Si l'on regarde les postes vacants en Russie, le salaire de ces spécialistes commence à partir de 120 000 roubles et dépasse souvent la limite des 200 000 roubles. Il n'y a pas de limites supérieures - elles dépendent de l'expérience du candidat et de la taille de l'entreprise qui l'emploie. Dans ce domaine, il est également possible de se développer davantage en direction du Big Data et de l'analyse prédictive. Seule la personne la plus paresseuse qui soit aujourd'hui ne parle pas de la demande et des salaires élevés dans ces domaines.

 

 

Manoj Singh, Développeur SQL Server :

"La BI est le meilleur choix de carrière pour les professionnels des bases de données, compte tenu du nombre d'emplois disponibles et de la tendance croissante à l'analyse des données. Si vous souhaitez devenir un architecte de données, des compétences en big data et en cloud seront ici nécessaires. La BI ou business intelligence est largement utilisée dans presque tous les secteurs. Les nouveaux postes techniques à forte intensité de données (data scientist, machine learning) nécessitent beaucoup de compétences en analyse de données." 
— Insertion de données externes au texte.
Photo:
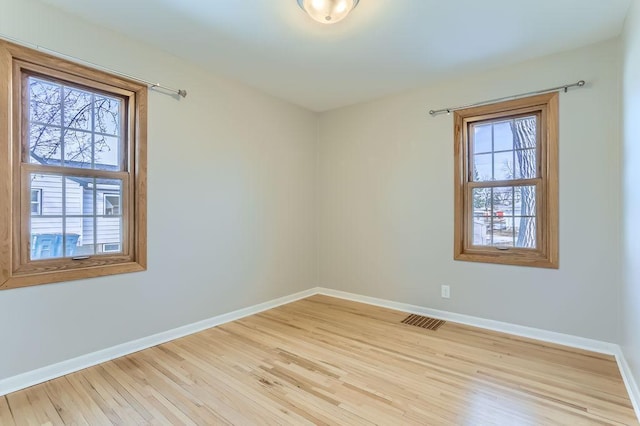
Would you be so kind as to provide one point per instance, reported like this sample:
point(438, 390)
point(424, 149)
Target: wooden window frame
point(16, 267)
point(546, 253)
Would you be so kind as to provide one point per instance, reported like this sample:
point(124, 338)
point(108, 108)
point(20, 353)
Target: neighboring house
point(87, 230)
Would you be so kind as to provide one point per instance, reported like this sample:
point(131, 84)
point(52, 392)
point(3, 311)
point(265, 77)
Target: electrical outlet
point(445, 291)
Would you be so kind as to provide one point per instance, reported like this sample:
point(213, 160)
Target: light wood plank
point(329, 361)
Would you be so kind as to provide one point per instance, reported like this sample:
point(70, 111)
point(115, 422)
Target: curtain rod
point(151, 85)
point(565, 88)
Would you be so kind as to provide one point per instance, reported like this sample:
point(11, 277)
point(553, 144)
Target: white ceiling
point(384, 46)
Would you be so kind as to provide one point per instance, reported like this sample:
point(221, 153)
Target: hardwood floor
point(328, 361)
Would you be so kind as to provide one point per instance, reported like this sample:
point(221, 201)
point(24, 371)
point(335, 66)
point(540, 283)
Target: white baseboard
point(518, 330)
point(53, 371)
point(43, 374)
point(629, 381)
point(504, 327)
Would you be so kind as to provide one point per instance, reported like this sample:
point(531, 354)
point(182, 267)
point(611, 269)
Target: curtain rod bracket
point(564, 88)
point(151, 85)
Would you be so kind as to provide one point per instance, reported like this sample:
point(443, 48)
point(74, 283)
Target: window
point(111, 248)
point(111, 204)
point(506, 182)
point(36, 202)
point(79, 135)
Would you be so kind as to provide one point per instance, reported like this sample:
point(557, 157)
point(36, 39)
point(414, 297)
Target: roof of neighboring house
point(83, 181)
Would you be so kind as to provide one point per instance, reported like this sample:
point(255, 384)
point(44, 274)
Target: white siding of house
point(51, 204)
point(109, 228)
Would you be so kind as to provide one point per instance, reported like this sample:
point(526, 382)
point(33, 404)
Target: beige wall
point(231, 205)
point(631, 193)
point(386, 188)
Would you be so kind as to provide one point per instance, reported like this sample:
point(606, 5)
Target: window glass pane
point(107, 115)
point(77, 109)
point(36, 197)
point(107, 154)
point(525, 232)
point(77, 149)
point(525, 201)
point(502, 205)
point(481, 231)
point(482, 168)
point(110, 195)
point(503, 165)
point(525, 132)
point(44, 144)
point(481, 201)
point(72, 237)
point(78, 200)
point(44, 102)
point(46, 238)
point(109, 231)
point(526, 167)
point(481, 138)
point(51, 194)
point(81, 128)
point(502, 136)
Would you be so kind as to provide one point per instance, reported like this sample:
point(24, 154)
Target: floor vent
point(424, 322)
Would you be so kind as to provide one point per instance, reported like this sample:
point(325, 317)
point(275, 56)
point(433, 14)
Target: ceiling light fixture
point(328, 11)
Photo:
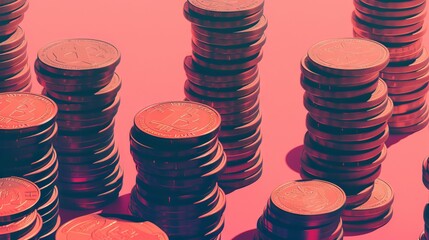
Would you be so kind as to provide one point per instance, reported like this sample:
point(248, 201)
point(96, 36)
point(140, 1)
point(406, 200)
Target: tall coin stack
point(227, 41)
point(399, 25)
point(27, 129)
point(19, 218)
point(79, 75)
point(304, 210)
point(15, 73)
point(348, 110)
point(425, 179)
point(179, 160)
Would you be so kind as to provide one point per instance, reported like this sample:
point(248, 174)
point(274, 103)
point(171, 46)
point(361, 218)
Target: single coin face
point(349, 54)
point(79, 54)
point(178, 120)
point(308, 197)
point(97, 227)
point(19, 111)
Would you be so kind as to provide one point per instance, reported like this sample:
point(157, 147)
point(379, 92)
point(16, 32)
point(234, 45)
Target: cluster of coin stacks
point(19, 218)
point(425, 179)
point(179, 159)
point(15, 75)
point(348, 110)
point(304, 210)
point(27, 129)
point(95, 227)
point(227, 41)
point(374, 213)
point(79, 75)
point(399, 25)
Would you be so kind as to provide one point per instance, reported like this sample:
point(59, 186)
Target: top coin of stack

L'agence de recrutement d'Alexei Sukhorukov reçoit presque chaque mois de nouvelles demandes d'employeurs qui doivent pourvoir un poste de spécialiste des bases de données.

Par exemple, une société fintech travaillant avec de grandes banques russes et des chaînes de magasins de premier plan a besoin d'un développeur DB/Oracle. Il n'est pas nécessaire d'être un spécialiste d'Oracle - l'entreprise dispose d'un système de mentorat bien développé et est prête à aider de quelque manière que ce soit la transition vers cette base de données. Le salaire peut atteindre 130 000 roubles (plus une indemnité de réinstallation si nécessaire). L'employeur met en avant des perspectives très alléchantes d'évolution professionnelle au sein de l'entreprise.

Il y a aussi régulièrement des postes vacants pour des spécialistes qui n'ont pas une grande expérience. Ainsi, l'un des leaders du marché des prêts en ligne aux particuliers recherche un développeur DB pour rejoindre son équipe avec un salaire à partir de 40 000 roubles. Un autre exemple est celui d'une entreprise allemande qui crée une plateforme de marketing. Parmi ses clients figurent Audi, Volvo, HP, Huawei, Bayer et Commerzbank. Dans le bureau de développement, qui est situé à Novossibirsk, a besoin d'un développeur DB (le niveau de salaire est déterminé individuellement, le début - de 35 000 roubles).

Comme nous le voyons, le travail avec la base de données implique souvent la participation à de grands projets internationaux.